I think that any news of the demise of the religious right is grossly exaggerated. They have gotten a lot smarter since the 1920s. If beaten in open battle, they resort to guerilla attacks. Take abortion, which is as big or bigger issue for the religious right than gay rights. When Roe v. Wade recognized abortion as a constitutional right, it could no longer be attacked head-on. When you enter public office in Texas you have to swear to uphold the law and the Constitution. What they have done, then, is to try to make abortion die the death of a thousand small cuts. Bit, by bit, they chip away at it, with rules that make it more onerous, humiliating, or intimidating for women seeking abortions and harder for abortion clinics to stay open. For instance, anyone seeking abortion is required to get an ultrasound in hopes that image of the “baby” will shame her into backing off. Abortion clinics are required to meet unnecessarily strict standards, and abortion doctors must have admitting privileges at a local hospital. The net result is that clinics get closed, leaving only a few in the state. Since these measures cannot be defended as attempts to deny to women a constitutional right, they are risibly justified as “empowering” women or promoting their safety.

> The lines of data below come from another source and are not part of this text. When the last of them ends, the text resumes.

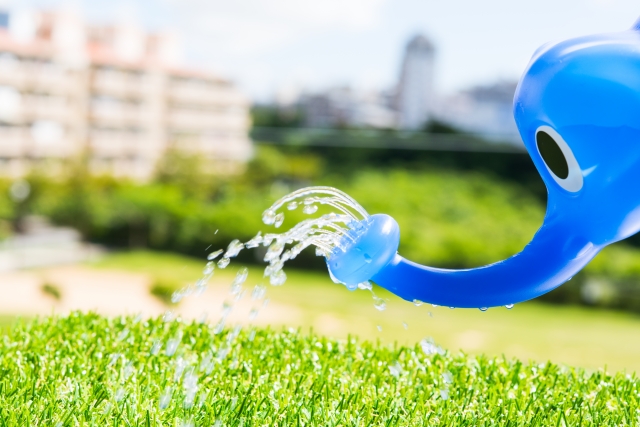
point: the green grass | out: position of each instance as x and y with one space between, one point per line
567 335
94 371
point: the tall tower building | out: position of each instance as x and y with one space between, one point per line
416 93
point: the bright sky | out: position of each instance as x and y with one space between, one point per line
271 45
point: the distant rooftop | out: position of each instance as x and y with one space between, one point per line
420 42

So, I think that the religious right will not surrender or even retreat. They will just start launching sneaky attacks on gay marriage, just like they do on abortion. One trick that the religious right has learned is to defend their agenda with the rhetoric of progressives. Thus, as noted above, laws designed to prevent women’s choices are defended as “empowering.” Likewise, instead of attacking gays directly, the new rhetoric will support “religious liberty.” State legislatures, as I am sure we will see in Texas, will offer a plethora of bills ostensibly to defend the freedom of religion but really intended to defend the freedom to discriminate. The argument will be that some people (conservative Christians) regard gay marriage as sinful on the basis of sincere and deeply held religious convictions, and therefore it would be an infringement of their religious freedom to require that they so act as to promote or sanction actions they regard as sinful. Really, it is amazing how creative fundamentalist legislators can be at coming up with underhanded ways to undermine federal rulings.

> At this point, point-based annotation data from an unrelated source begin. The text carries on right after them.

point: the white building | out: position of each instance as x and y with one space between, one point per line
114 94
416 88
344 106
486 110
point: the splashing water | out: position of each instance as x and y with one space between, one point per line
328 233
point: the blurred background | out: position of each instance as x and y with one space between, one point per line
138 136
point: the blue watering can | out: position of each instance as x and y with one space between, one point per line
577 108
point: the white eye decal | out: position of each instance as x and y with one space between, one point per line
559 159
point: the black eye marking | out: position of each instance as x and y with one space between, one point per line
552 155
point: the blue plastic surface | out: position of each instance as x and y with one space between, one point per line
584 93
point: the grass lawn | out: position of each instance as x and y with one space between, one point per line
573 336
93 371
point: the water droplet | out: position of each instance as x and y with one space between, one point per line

So, while we might pop a cork to celebrate the ruling, now is not the time for complacency about the religious right. On the contrary, we have to become a lot more vigilant in sniffing out their schemes and machinations. When they go behind the scenes, we have to drag them out into the daylight and expose the sleazy rhetoric they use to cloak bigotry in the language of progress. We have to be emphatic that freedom of religion does not include the freedom to make people into second class citizens because they are LGBT (actually, transgender will be the next big battleground).
Actually, the thing that might hurt the religious right the most is that the movement is graying. According to the polls I have seen, young people are moving farther away from the social conservative agenda, so demographics might do the job that the Supreme Court cannot. Gen X and the Millennials have grown up with more positive models of gay people in the media and with openly gay, lesbian, or bisexual friends and relatives. They have a hard time seeing that these people are deserving of hell because of whom they love. Will Southern Baptists have openly gay ministers in fifty years? Not impossible, I would say.